Justice Sanders was just getting warmed up, and he next lit into the state:
"the State purports to justify this total prohibition of marijuana by taking a 'larger focus.' It asserts absolute criminal prohibition, even as applied to Mr. Seeley, promotes legitimate governmental objectives associated with discouraging drug abuse and otherwise protecting the citizenry from itself by curtailing what it alleges to be the unknown consequences associated with the inhalation of marijuana. But these reasons even if valid have no particular application to Seeley, who is terminally ill, admittedly finds relief in smoking marijuana, and seeks to follow the advice of his own physician who attests marijuana is medically advisable. From the perspective of one writhing in nausea on the tiled floor of an oncological recovery room, the State's justifications to withhold the blessings of relief are more sophomoric than substantive."

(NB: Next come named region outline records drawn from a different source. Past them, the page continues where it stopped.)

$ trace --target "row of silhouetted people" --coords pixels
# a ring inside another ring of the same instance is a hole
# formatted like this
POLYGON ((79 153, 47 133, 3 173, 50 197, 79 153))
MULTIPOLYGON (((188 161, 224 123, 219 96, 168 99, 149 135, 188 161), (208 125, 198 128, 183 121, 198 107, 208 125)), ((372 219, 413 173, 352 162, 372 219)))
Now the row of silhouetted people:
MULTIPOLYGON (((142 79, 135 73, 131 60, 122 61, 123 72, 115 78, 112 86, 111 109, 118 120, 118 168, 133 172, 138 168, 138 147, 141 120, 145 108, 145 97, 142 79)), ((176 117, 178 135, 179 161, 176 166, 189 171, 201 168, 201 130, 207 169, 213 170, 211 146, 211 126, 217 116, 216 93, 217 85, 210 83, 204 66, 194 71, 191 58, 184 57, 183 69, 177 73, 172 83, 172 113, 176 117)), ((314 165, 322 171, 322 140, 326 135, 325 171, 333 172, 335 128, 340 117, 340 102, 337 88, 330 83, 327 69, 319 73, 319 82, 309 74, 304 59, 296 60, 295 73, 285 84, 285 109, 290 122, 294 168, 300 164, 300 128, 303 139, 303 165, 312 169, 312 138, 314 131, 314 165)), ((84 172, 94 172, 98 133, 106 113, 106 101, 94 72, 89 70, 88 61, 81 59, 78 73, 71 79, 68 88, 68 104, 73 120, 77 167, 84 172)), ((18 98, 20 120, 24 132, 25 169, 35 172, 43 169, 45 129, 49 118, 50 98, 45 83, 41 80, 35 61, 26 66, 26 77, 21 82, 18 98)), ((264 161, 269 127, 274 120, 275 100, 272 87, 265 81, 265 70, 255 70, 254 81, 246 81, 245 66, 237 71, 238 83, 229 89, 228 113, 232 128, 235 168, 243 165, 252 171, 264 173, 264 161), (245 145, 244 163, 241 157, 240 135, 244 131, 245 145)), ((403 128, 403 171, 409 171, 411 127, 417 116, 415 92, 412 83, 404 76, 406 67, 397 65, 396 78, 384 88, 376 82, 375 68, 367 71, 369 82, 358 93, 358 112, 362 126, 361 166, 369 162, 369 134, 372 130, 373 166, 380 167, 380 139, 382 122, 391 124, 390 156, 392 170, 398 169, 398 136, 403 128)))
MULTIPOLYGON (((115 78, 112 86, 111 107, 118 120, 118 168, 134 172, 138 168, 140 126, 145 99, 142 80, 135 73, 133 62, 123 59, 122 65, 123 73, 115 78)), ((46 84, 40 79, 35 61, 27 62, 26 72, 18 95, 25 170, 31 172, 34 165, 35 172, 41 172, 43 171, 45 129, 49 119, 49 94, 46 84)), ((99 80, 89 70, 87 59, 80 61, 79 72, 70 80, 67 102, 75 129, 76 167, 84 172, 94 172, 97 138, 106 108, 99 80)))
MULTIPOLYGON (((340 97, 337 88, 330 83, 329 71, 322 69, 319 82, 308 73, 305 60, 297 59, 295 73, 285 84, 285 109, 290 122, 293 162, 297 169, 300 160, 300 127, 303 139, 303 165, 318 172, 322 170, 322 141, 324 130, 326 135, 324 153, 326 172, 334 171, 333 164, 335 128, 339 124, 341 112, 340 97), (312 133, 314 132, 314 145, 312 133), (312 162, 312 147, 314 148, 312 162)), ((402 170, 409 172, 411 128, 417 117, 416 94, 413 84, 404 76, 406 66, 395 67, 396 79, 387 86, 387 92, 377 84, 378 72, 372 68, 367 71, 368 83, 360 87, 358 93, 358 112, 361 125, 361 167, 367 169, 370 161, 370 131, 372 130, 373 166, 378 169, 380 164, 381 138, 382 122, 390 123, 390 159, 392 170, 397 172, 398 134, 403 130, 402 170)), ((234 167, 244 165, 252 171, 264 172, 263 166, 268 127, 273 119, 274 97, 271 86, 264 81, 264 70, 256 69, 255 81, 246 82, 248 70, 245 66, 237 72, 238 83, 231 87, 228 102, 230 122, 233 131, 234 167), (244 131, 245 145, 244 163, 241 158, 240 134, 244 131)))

Nor did Sanders spare his fellow jurists:
"I wonder how many minutes of Seeley's agony the Legislature and/or the majority of this court would endure before seeing the light. Words are insufficient to convey the needless suffering which the merciless State has imposed" (Seeley v. State of Washington, dissent of Justice Sanders).
Sanders dissent was unusually direct, heartfelt, and powerful, but didn't rely only on the obvious emotional appeals of the case. He fully analyzed the legal issues and concluded, unlike the majority, that Seeley's arguments were not only morally just, but legally correct.
Death Comes to Ralph Seeley
It can be seriously doubted that Ralph Seeley lived out the few short months he had left without the relief he had found with marijuana. His suit against the state clearly had less to do with his ability to obtain marijuana than with the state and federal governments' classification of it as a Schedule 1 drug.
The Supreme Court issued its decision reversing Judge Buckner on July 24, 1997; Ralph Seeley died just less than six months later, on January 21, 1998, at the age of 49. He had endured a more than a decade-long struggle against a relentless cancer and the toxic treatments needed to keep it temporarily at bay.
The following November, voters in Washington state handily passed Initiative 692, which read in part:
"Qualifying patients with terminal or debilitating illnesses who, in the judgment of their physicians, would benefit from the medical use of marijuana, shall not be found guilty of a crime under state law for their possession and limited use of marijuana" ("Complete Text of Initiative 692").
Fourteen years later, Washington voters took the next step. On November 6, 2012, Initiative 502 was passed, legalizing the possession and use of marijuana by adults. The election was not even close. Although 20 Washington counties opposed the measure and only 19 approved, it received strong support in Western Washington and in Chelan, Okanogan, Ferry, Spokane, and Whitman counties east of the Cascades. The final vote tally was 1,724,209 (55.7%) in favor and 1,371,235 (44.3%) opposed. The long legal battles that Ralph Seeley's agonies had helped start had finally come to an end.